A veces no es fácil darse cuenta de que vivimos la vida a base de ideologías, de pensamientos más o menos prefabricados y recibidos desde los cuales generamos nuestra identidad, cuando nuestras biografías, si por algo se caracterizan, es por ser narrativas, vivas, personales, originales; de modo que cuando así no se comprenden, cualquier contradicción genera rupturas profundas en nuestras personalidades que devienen en enfrentamientos emocionales, verbales, cuando no físicos: violentos, en cualquier caso.

Quien vive ideologizado fácilmente proyecta a los demás esa forma de entenderse: del mismo modo que uno vive a base de clichés, no duda en hacer lo propio con los del ‘otro bando’. Pensamos que los demás dirigen sus vidas por lo que nosotros pensamos que lo hacen, craso error. Cada vida es un mundo, y seguramente posee unas motivaciones desconocidas en gran medida para nosotros; cada persona es un misterio, un pozo sin fondo, al cual sólo podemos acceder ―parcialmente― en la medida en que el otro está dispuesto a compartirlo con nosotros, y en la medida en que lo pueda hacer, pues nadie es capaz de acceder del todo a la profunda hondura del pozo que es él mismo.
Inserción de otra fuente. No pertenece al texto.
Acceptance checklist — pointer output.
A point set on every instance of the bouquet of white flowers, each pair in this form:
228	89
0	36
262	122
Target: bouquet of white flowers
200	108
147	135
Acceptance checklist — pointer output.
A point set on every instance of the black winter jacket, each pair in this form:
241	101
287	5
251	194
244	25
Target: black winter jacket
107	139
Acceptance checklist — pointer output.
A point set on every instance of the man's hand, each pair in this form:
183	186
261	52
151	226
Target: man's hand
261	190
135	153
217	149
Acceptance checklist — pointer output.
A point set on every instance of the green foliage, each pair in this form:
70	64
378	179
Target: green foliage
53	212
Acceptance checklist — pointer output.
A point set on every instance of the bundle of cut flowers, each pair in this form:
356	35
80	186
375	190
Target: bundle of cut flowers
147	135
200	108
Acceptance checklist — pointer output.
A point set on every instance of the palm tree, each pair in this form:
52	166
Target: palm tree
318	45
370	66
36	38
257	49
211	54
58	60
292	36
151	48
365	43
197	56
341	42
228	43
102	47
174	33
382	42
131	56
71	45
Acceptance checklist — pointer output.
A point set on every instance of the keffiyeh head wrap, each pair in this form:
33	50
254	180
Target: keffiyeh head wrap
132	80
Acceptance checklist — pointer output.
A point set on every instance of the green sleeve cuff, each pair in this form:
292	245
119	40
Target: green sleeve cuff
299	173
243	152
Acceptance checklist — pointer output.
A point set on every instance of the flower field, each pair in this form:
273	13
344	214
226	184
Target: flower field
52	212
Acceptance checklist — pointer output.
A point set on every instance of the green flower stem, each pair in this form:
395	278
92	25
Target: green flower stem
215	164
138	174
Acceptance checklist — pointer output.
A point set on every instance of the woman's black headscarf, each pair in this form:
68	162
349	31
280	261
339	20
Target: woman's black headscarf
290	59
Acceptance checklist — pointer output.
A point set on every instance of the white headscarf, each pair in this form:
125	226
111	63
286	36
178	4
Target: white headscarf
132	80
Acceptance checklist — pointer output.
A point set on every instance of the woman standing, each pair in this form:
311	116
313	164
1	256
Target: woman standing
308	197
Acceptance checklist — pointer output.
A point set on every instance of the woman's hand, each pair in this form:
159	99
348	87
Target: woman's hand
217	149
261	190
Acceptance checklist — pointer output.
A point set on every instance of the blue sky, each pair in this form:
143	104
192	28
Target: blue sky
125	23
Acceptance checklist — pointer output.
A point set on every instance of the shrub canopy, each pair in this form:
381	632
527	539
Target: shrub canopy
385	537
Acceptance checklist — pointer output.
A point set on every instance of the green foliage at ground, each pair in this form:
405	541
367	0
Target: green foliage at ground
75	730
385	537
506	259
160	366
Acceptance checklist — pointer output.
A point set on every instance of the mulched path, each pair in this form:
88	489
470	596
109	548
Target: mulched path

El esfuerzo por reconocer esta actitud en nosotros es el único camino para adquirir la sensibilidad necesaria para identificar cuándo la estamos proyectando en el otro; sólo descubriendo nuestros procesos y resortes podremos ir adquiriendo un sentido crítico para con nosotros mismos, el cual revertirá beneficiosamente para descubrir a ese ‘tú’ que se esconde debajo de esos clichés en que lo habíamos reducido.

Sólo desde esta actitud para el encuentro y el diálogo auténticos, sólo cuando estemos dispuestos a dejarnos sorprender por el otro y a ser críticos, no tanto con el otro, como con nosotros mismos, estaremos en condiciones de expandir nuestro horizonte más allá de donde nos permiten nuestras miopes vidas. Hasta ese momento, nuestra libertad no será sino cierta holgura de movimientos en un espacio limitado por los barrotes de nuestra incapacidad de ir más allá de nuestras entendederas. Porque en el fondo, nos da pereza, nos da miedo, pensar siquiera que hay más mundo tras dichos barrotes, recluyendo nuestra capacidad de comprender al sentido marcado por dichos límites.